P nitrophenyl phosphate n1891

Hb-α-syn complex levels in brain tissue, cell lysates, and RBCs were measured by ELISA using a mouse monoclonal anti-Hb antibody (ab77125; Abcam, Cambridge, MA, USA) and biotinylated mouse monoclonal anti-α-syn (3D5) antibody [40 (link)] for capture and detection, respectively. After completion of the immunoreaction, samples were incubated with 100 μl ExtrAvidin alkaline phosphatase (E-2636; Sigma-Aldrich, St. Louis, MO, USA) diluted 1:20,000 in blocking buffer followed by the enzyme substrate p-nitrophenyl phosphate (N1891; Sigma-Aldrich). The reaction was allowed to proceed for 30 min at room temperature, after which the absorbance was read at 405 nm using a Multiskan MK3 microplate reader (Thermo Scientific, UT, USA).

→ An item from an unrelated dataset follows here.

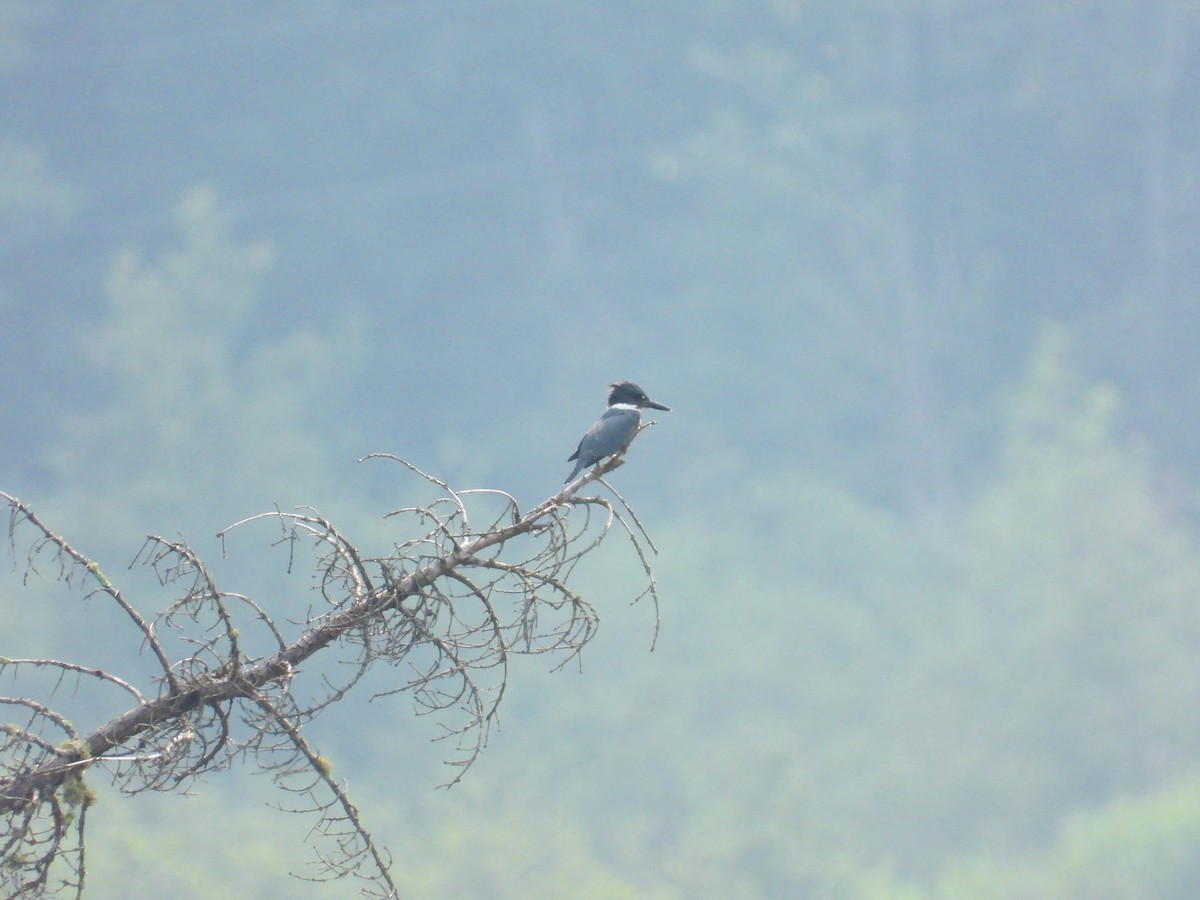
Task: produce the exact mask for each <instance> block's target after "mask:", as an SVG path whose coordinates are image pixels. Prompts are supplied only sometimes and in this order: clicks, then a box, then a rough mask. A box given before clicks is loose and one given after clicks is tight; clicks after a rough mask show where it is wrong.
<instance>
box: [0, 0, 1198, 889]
mask: <svg viewBox="0 0 1200 900" xmlns="http://www.w3.org/2000/svg"><path fill="white" fill-rule="evenodd" d="M1198 38H1200V4H1198V2H1192V1H1187V2H1178V1H1175V0H1136V1H1134V0H1128V1H1124V0H1097V1H1085V0H1073V1H1068V0H1012V1H1008V2H978V1H972V0H910V1H908V2H895V1H894V0H893V1H889V2H871V1H863V2H840V1H834V0H823V1H815V2H799V1H794V2H788V1H787V0H778V1H776V2H748V1H746V0H704V1H697V0H667V1H666V2H654V4H646V2H630V1H628V0H610V1H608V2H604V4H599V2H598V4H583V2H580V4H564V2H557V1H550V0H546V1H536V0H528V1H518V2H504V4H485V2H467V1H466V0H463V1H458V0H451V1H446V2H419V1H412V2H400V1H396V2H370V1H367V2H334V1H332V0H311V1H299V0H298V1H294V2H259V4H242V2H209V4H182V2H167V4H143V2H125V1H120V0H112V1H110V2H101V4H72V2H50V1H48V0H47V1H41V0H37V1H35V0H29V1H26V0H0V79H2V88H0V256H2V265H0V378H2V384H4V388H5V389H4V390H2V391H0V490H4V491H7V492H10V493H13V494H16V496H18V497H20V498H22V499H23V500H25V502H26V503H29V504H31V505H32V508H34V509H35V510H36V511H37V512H38V514H40V515H41V516H42V517H43V518H44V520H46V521H47V522H48V523H49V524H52V526H53V527H55V528H56V529H59V530H60V532H61V533H64V534H65V535H66V536H67V538H68V539H70V540H72V541H73V542H74V544H76V545H77V546H78V547H79V548H82V550H83V551H84V552H86V553H89V554H90V556H92V557H94V558H97V559H100V560H102V563H103V564H104V565H106V570H107V571H108V572H109V575H110V576H112V577H114V578H124V580H126V589H127V590H131V592H132V595H133V599H134V600H136V601H137V602H138V604H139V605H142V606H143V607H144V608H145V612H148V613H152V612H154V610H155V608H156V606H157V605H160V604H161V602H164V601H166V600H167V599H168V598H167V594H166V592H163V590H162V589H157V588H156V587H155V584H154V583H152V581H150V580H148V578H146V577H145V576H144V575H140V576H139V575H138V574H137V572H125V570H124V566H125V564H127V563H128V562H130V560H131V559H132V558H133V556H134V554H136V553H137V551H138V548H139V547H140V546H142V542H143V539H144V535H145V534H146V533H149V532H154V533H158V534H166V535H182V536H184V538H186V539H187V540H190V541H191V542H192V545H193V547H194V548H196V550H197V551H198V552H199V553H200V554H202V556H204V557H205V558H206V559H208V560H209V562H210V563H211V564H212V566H214V569H215V570H216V571H217V572H218V574H220V576H221V577H222V580H223V582H224V584H226V586H227V588H228V589H236V590H241V592H244V593H248V594H252V595H253V596H254V598H256V599H257V600H258V602H260V604H262V605H264V606H266V607H269V608H272V610H276V611H280V612H281V614H283V616H287V608H288V606H289V605H294V606H295V608H298V610H299V608H302V607H304V606H305V604H307V602H308V599H307V596H306V592H307V590H308V582H307V580H306V577H305V576H304V575H302V574H298V575H296V576H293V577H287V576H286V575H284V568H286V554H282V553H280V552H278V551H269V550H268V548H266V542H268V541H266V540H264V541H263V544H262V545H254V542H253V541H246V540H241V541H239V542H238V544H236V545H235V546H232V547H230V550H229V552H228V554H227V556H222V552H221V546H220V544H218V541H217V540H216V539H215V538H214V535H215V533H216V532H217V529H220V528H222V527H223V526H227V524H229V523H230V522H233V521H235V520H239V518H242V517H244V516H247V515H251V514H253V512H259V511H264V510H270V509H272V508H274V505H275V504H278V505H280V506H281V508H283V509H292V508H295V506H299V505H302V504H311V505H313V506H316V508H318V509H319V510H320V511H322V512H323V514H325V515H326V516H329V517H330V518H331V520H334V521H335V522H337V523H338V524H340V526H342V527H343V528H346V529H347V530H349V532H353V533H355V534H359V535H367V536H370V538H371V540H373V541H376V542H378V544H382V545H385V544H386V542H388V541H389V540H390V539H391V535H390V534H389V530H388V528H389V523H388V522H385V521H383V520H382V518H380V516H382V514H383V512H385V511H386V510H390V509H394V508H396V506H398V505H403V504H404V503H406V502H408V500H409V498H408V497H407V493H406V492H408V491H410V490H412V488H413V482H412V480H409V479H406V478H403V476H401V475H400V474H397V472H396V470H395V469H394V468H389V467H383V466H370V464H358V463H355V460H356V458H358V457H360V456H362V455H364V454H367V452H371V451H389V452H395V454H400V455H402V456H404V457H407V458H409V460H412V461H413V462H414V463H416V464H419V466H421V467H422V468H425V469H426V470H430V472H434V473H437V474H438V475H440V476H442V478H445V479H448V480H449V481H450V482H451V484H454V485H455V486H458V487H498V488H503V490H506V491H510V492H512V493H515V494H516V496H517V498H518V499H521V502H522V503H523V504H526V505H528V504H532V503H534V502H536V500H539V499H541V498H542V497H546V496H548V494H551V493H553V492H554V491H556V490H558V487H559V485H560V482H562V479H563V476H564V475H565V474H566V470H568V466H566V456H568V454H569V452H570V451H571V450H572V449H574V444H575V442H576V440H577V439H578V437H580V434H581V433H582V431H583V430H584V428H586V427H587V426H588V425H589V424H590V421H592V420H593V419H594V418H595V415H596V414H598V413H599V412H600V409H601V406H602V401H604V389H605V385H606V383H608V382H611V380H614V379H620V378H630V379H634V380H637V382H640V383H641V384H642V385H643V386H646V388H647V390H648V391H649V394H650V395H652V396H653V397H655V398H658V400H660V401H662V402H665V403H667V404H668V406H671V407H673V410H674V412H672V413H668V414H662V415H660V416H658V418H659V419H660V426H659V427H655V428H654V430H652V431H649V432H647V433H646V434H643V436H642V437H641V438H640V439H638V443H637V444H636V446H635V448H634V452H632V455H631V461H630V463H629V464H628V466H625V467H624V468H622V469H620V470H618V472H617V473H614V475H613V476H612V478H613V481H614V484H616V485H618V487H619V488H620V490H622V492H623V493H624V494H625V496H626V497H628V498H629V499H630V500H631V502H632V503H634V504H635V505H636V508H637V510H638V512H640V515H641V517H642V521H643V522H644V523H646V524H647V527H648V529H649V530H650V533H652V535H653V536H654V539H655V541H656V544H658V546H659V550H660V556H659V557H658V559H656V560H655V564H656V574H658V576H659V583H660V592H661V596H662V631H661V636H660V640H659V646H658V649H656V650H655V652H653V653H650V641H652V636H653V624H654V619H653V610H652V608H650V607H649V606H647V605H646V604H640V605H635V606H629V605H628V600H629V598H630V594H631V587H632V586H635V584H636V582H637V574H638V572H637V571H636V565H635V566H626V565H624V564H623V563H622V564H618V563H616V562H614V565H613V568H612V569H606V568H601V566H592V568H589V569H587V570H586V571H581V572H580V576H581V582H580V584H578V587H581V588H582V589H584V590H586V592H588V594H589V596H592V598H593V599H594V600H595V601H596V604H598V605H599V608H600V612H601V617H602V622H601V631H600V635H599V637H598V638H596V641H595V642H594V643H593V644H592V646H590V647H589V648H588V649H587V650H586V652H584V655H583V661H582V662H583V665H582V671H581V672H580V671H576V670H574V668H572V670H569V671H565V672H558V673H551V672H550V668H551V664H550V662H548V661H546V660H539V659H533V660H527V661H526V662H524V665H521V666H518V667H517V668H516V671H514V673H512V683H511V685H510V694H509V695H508V697H506V700H505V706H504V710H503V718H502V730H500V731H499V732H498V733H496V734H494V736H493V739H492V743H491V745H490V748H488V749H487V751H486V752H485V755H484V756H482V758H481V760H480V762H479V763H478V764H476V766H475V768H474V769H472V770H470V773H469V774H468V775H467V778H466V780H464V781H463V782H462V784H461V785H458V786H456V787H455V788H452V790H451V791H449V792H445V791H437V790H436V787H437V785H439V784H442V782H444V781H445V780H446V779H448V776H449V775H448V773H446V770H445V768H444V767H443V766H442V760H443V758H444V756H445V748H443V746H440V745H439V744H437V743H432V742H431V738H432V737H434V736H436V730H434V728H433V727H432V725H431V724H430V722H427V721H426V720H421V719H414V718H413V716H412V715H409V714H408V708H407V706H406V704H404V703H394V704H368V703H366V702H365V697H352V698H350V700H347V701H346V702H343V703H342V704H341V707H340V708H338V709H337V710H335V712H334V713H332V714H330V715H329V716H326V719H324V720H323V721H322V722H320V724H319V726H318V727H316V728H314V730H313V731H312V733H311V734H310V739H311V740H312V742H313V743H314V744H317V745H318V746H319V749H320V750H322V752H323V754H324V755H325V756H328V757H329V758H330V760H331V761H332V762H334V764H335V766H336V768H337V772H338V774H341V775H342V776H343V778H346V779H347V781H348V785H349V788H350V793H352V796H353V797H354V798H355V799H356V802H358V804H359V808H360V811H361V814H362V816H364V818H365V821H366V823H367V824H368V827H371V828H372V829H373V832H374V834H376V836H377V838H378V839H379V840H380V841H383V842H384V844H386V845H388V846H389V847H390V848H391V851H392V852H394V853H395V856H396V868H395V870H394V877H395V878H396V881H397V882H398V883H400V884H401V886H402V888H403V889H404V890H406V892H407V893H408V895H410V896H427V898H438V896H480V898H482V896H512V898H518V896H520V898H527V896H546V898H550V896H622V895H628V896H635V895H636V896H661V898H684V896H688V898H694V896H713V898H718V896H721V898H724V896H763V898H767V896H820V898H906V899H907V898H965V896H970V898H990V896H994V898H1013V896H1022V898H1094V896H1109V898H1148V896H1153V898H1181V899H1182V898H1193V896H1195V895H1196V892H1198V890H1200V505H1198V500H1200V493H1198V488H1200V476H1198V474H1196V473H1198V470H1200V416H1198V415H1196V409H1198V408H1200V302H1198V300H1200V252H1198V251H1200V246H1198V244H1200V104H1198V100H1200V92H1198V91H1200V43H1198ZM20 562H22V560H19V559H18V563H17V565H16V566H14V565H12V564H11V563H6V564H5V565H4V566H2V572H4V574H2V576H0V616H2V630H0V654H6V655H26V656H28V655H38V654H52V653H54V654H58V655H62V656H68V658H74V659H78V660H79V661H82V662H88V664H89V665H113V667H114V668H115V670H118V671H121V672H125V673H127V672H130V671H131V670H132V671H134V672H137V671H139V665H138V664H134V662H132V661H131V659H132V658H133V656H134V654H136V653H137V649H138V648H137V646H136V642H131V641H128V638H127V635H126V634H125V632H124V631H122V632H121V635H120V637H118V636H116V635H106V634H104V632H103V630H102V629H101V628H98V626H97V625H95V624H94V623H92V622H91V619H90V618H89V616H90V611H91V610H92V607H91V606H90V604H91V601H85V600H84V599H83V598H82V596H80V595H79V594H72V593H71V592H70V590H67V589H65V588H62V587H60V586H54V584H50V583H43V582H38V581H36V580H35V581H34V582H31V584H30V587H28V588H23V587H22V586H20V576H22V569H20ZM140 671H149V665H148V664H142V670H140ZM386 676H388V673H382V677H383V678H386ZM11 689H12V684H11V682H10V680H7V679H6V682H5V684H2V685H0V692H7V691H8V690H11ZM83 719H84V721H79V722H77V724H78V725H79V726H80V727H86V726H90V725H94V724H96V722H91V721H86V710H84V713H83ZM450 775H452V773H450ZM91 782H92V784H94V786H95V787H96V788H97V791H98V792H100V794H101V797H100V804H98V805H97V808H96V809H95V810H94V811H92V814H91V816H90V820H89V827H90V829H91V844H90V847H89V882H90V888H91V890H90V894H89V895H90V896H92V898H120V896H127V889H128V886H130V884H137V886H138V887H139V889H142V890H143V892H145V895H150V894H154V895H158V896H166V895H172V896H180V898H206V896H215V895H218V894H220V895H223V896H228V895H236V896H260V898H275V896H301V895H302V896H344V895H346V892H347V889H348V886H346V884H338V886H334V887H330V888H312V889H307V888H304V886H301V884H299V883H298V882H294V881H292V880H290V878H289V877H288V876H287V875H286V872H287V871H288V869H294V868H298V866H300V865H301V864H302V863H304V860H306V859H307V858H308V856H310V852H311V851H310V850H308V848H306V847H305V846H304V839H305V836H306V833H307V829H308V828H310V827H311V824H312V823H311V822H308V821H305V820H302V818H300V817H296V816H287V815H283V814H280V812H275V811H272V810H271V809H270V808H268V806H266V805H265V804H266V803H268V802H269V800H271V799H272V790H271V785H270V782H269V780H268V779H264V778H262V776H252V775H250V774H247V773H244V772H238V770H234V772H230V773H227V774H226V775H223V776H220V778H212V779H210V780H209V781H206V782H205V784H202V785H197V786H196V796H193V797H190V798H187V797H180V796H162V797H160V796H154V797H142V798H137V799H133V800H126V799H122V798H120V797H119V796H116V794H115V793H113V792H110V791H107V790H106V788H104V784H103V779H102V778H101V775H100V773H96V774H94V775H92V776H91ZM276 799H277V798H276Z"/></svg>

The oligomeric α-syn concentration in brain tissues and cell lysates was measured by ELISA [18 (link), 42 (link)] using non-biotinylated and biotinylated 3D5 mouse monoclonal antibodies [40 (link)] for capture and detection, respectively. After completion of the immunoreaction, the contents of each well of the ELISA plate were incubated with 100 μl of ExtrAvidin Alkaline Phosphatase (E-2636; Sigma-Aldrich, St. Louis, MO, USA) diluted at a ratio of 1: 20,000 in blocking buffer, and then reacted with the enzyme substrate p-nitrophenyl phosphate (N1891; Sigma-Aldrich, St. Louis, MO, USA). The reaction was allowed to proceed for 30 min at room temperature, after which the absorbance was read at 405 nm using a Multiskan MK3 microplate reader (Thermo Scientific, UT, USA).
To detect pS129 α-syn, 0.1 μg/ml of anti-pS129 α-syn polyclonal antibody (Santa Cruz Biotechnology, Santa Cruz, CA, USA) in coating buffer was used for capture. The remaining steps were the same as for the detection of oligomeric α-syn by ELISA.